Joseph Alois Schumpeter · 1919
This short newspaper report records Schumpeter’s remarks as Staatssekretär before the Budget Committee in Vienna in July 1919. It is not a systematic essay, but a compressed document of postwar economic statecraft: provisional budgeting, deficit uncertainty, monetary restraint, unemployment, and the proposed “Sozialisierungsbank” are treated as parts of one institutional crisis.
The first part frames Deutschösterreich’s fiscal position as grave but still numerically unstable. Schumpeter avoided exact deficit figures because the final territorial settlement remained uncertain; the widely cited six-billion estimate applied to Groß-Deutschösterreich, while the loss of the Sudeten territories would reduce but not remove the gap. The report’s central warning is that public finance and social stability cannot be separated.
Der Staatssekretär mahnte zur Sparsamkeit, erklärte, daß der Staatsbankrott auch eine soziale Katastrophe herbeiführen würde und daß mit dem gegenwärtigen Zustande der Arbeitslosigkeit so rasch als möglich ein Ende gemacht werden müsse.
English translation: The State Secretary urged economy, declared that state bankruptcy would also bring about a social catastrophe, and that the present state of unemployment must be brought to an end as quickly as possible.
Schumpeter’s position is therefore not simple austerity against reform. Rather, he presents solvency as the condition under which social policy can survive.

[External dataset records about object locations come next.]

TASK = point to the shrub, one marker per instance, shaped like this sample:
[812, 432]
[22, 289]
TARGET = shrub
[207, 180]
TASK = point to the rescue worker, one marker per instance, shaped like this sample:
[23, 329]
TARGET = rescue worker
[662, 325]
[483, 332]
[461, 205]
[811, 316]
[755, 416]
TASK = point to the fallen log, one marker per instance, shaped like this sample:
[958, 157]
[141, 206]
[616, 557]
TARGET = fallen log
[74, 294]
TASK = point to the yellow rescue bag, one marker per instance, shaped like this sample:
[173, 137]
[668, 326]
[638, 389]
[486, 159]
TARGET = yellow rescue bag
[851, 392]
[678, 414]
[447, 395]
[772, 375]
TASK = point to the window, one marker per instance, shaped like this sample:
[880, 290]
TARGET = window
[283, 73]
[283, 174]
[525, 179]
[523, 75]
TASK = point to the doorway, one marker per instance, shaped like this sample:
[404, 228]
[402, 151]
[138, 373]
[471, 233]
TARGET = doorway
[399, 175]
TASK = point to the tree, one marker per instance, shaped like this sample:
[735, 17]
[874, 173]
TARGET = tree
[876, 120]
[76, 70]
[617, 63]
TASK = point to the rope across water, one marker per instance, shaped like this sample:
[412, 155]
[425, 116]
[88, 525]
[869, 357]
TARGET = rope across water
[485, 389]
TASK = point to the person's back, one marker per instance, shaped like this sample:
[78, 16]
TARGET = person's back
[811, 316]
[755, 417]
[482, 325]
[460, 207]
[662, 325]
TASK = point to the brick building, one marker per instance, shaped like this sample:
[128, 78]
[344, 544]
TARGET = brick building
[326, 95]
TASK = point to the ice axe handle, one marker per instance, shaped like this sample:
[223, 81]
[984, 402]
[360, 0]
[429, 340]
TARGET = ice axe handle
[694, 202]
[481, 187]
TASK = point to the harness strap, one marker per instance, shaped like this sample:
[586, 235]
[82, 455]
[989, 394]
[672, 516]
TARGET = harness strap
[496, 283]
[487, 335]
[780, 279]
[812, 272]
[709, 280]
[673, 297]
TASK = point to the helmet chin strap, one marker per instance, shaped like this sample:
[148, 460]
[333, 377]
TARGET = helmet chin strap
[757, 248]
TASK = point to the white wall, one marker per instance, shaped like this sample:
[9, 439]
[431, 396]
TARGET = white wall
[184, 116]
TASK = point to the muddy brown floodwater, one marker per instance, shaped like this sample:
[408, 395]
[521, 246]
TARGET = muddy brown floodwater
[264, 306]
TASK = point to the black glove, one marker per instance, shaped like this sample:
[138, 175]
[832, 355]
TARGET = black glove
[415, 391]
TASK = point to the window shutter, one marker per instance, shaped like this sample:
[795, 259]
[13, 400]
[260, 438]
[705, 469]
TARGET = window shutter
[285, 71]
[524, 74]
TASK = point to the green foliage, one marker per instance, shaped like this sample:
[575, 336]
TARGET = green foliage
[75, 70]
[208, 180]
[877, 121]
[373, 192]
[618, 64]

The same logic governs his remarks on short-term finance: treasury bills may absorb liquid funds and cover immediate needs, but only if society remains orderly enough for such instruments to function.
Die Abschöpfung der flüssigen Gelder durch Schatzwechsel werde die Bedürfnisse für die nächsten Monate befriedigen, habe aber ruhige soziale Zustände zur Voraussetzung.
English translation: The absorption of liquid funds by means of treasury bills would satisfy the requirements of the coming months, but presupposes calm social conditions.
The monetary implications are equally clear. The report has Schumpeter opposing further note-stamping, rejecting state notes, and favoring a Deutschösterreichische Notenbank that would not conduct business with the state. Fiscal reconstruction must not be reduced to inflationary finance. Even in this brief report, the governing idea is institutional credibility: the state must finance itself without destroying the monetary basis of recovery.
The second part turns to the Sozialisierungsbank. The immediate occasion was an interpellation about whether hundreds of millions had already been reserved for socialization and the takeover of enterprises. Schumpeter denied that claim, but acknowledged that plans for such a bank were under discussion.
Diese letztere Tatsache bezeichnete der Staatssekretär als unrichtig, dagegen erklärte er, daß Pläne wegen der Errichtung einer Sozialisierungsbank in Beratung seien.
English translation: The State Secretary described this latter fact as incorrect; on the other hand, he declared that plans for the establishment of a socialization bank were under consideration.
This denial is central to the report’s meaning. Socialization is not depicted as an already funded expropriation campaign. It is to be mediated through a financial institution that could prepare a wealth levy, manage compensation securities, and provide industrial credit. The bank would translate political demands for socialization into calculable claims, loan operations, and negotiable state obligations.
Diese Bank solle die Vorbereitung der Vermögensabgabe, der Sozialisierung und der Förderung industrieller Organisationen zur Aufgabe haben.
English translation: This bank is to have as its task the preparation of the capital levy, of socialization, and the promotion of industrial organizations.
The proposed bank thus stands between revolutionary expectation and fiscal constraint. Its significance lies less in immediate nationalization than in the attempt to design machinery for valuation, compensation, and credit allocation. The report also stresses the tentative character of the scheme: no firm negotiations with the banks had yet occurred, and the institutional form remained under discussion, though a joint-stock structure with a larger state profit share was contemplated.
The document’s scholarly value is its snapshot of Schumpeter as a ministerial economist under revolutionary pressure. He does not reject socialization outright, but seeks to subordinate it to solvency, monetary discipline, and banking technique. The “Sozialisierungsbank” appears as a device for making social reform administratively and financially possible without collapsing into deficit finance or paper-money expedients.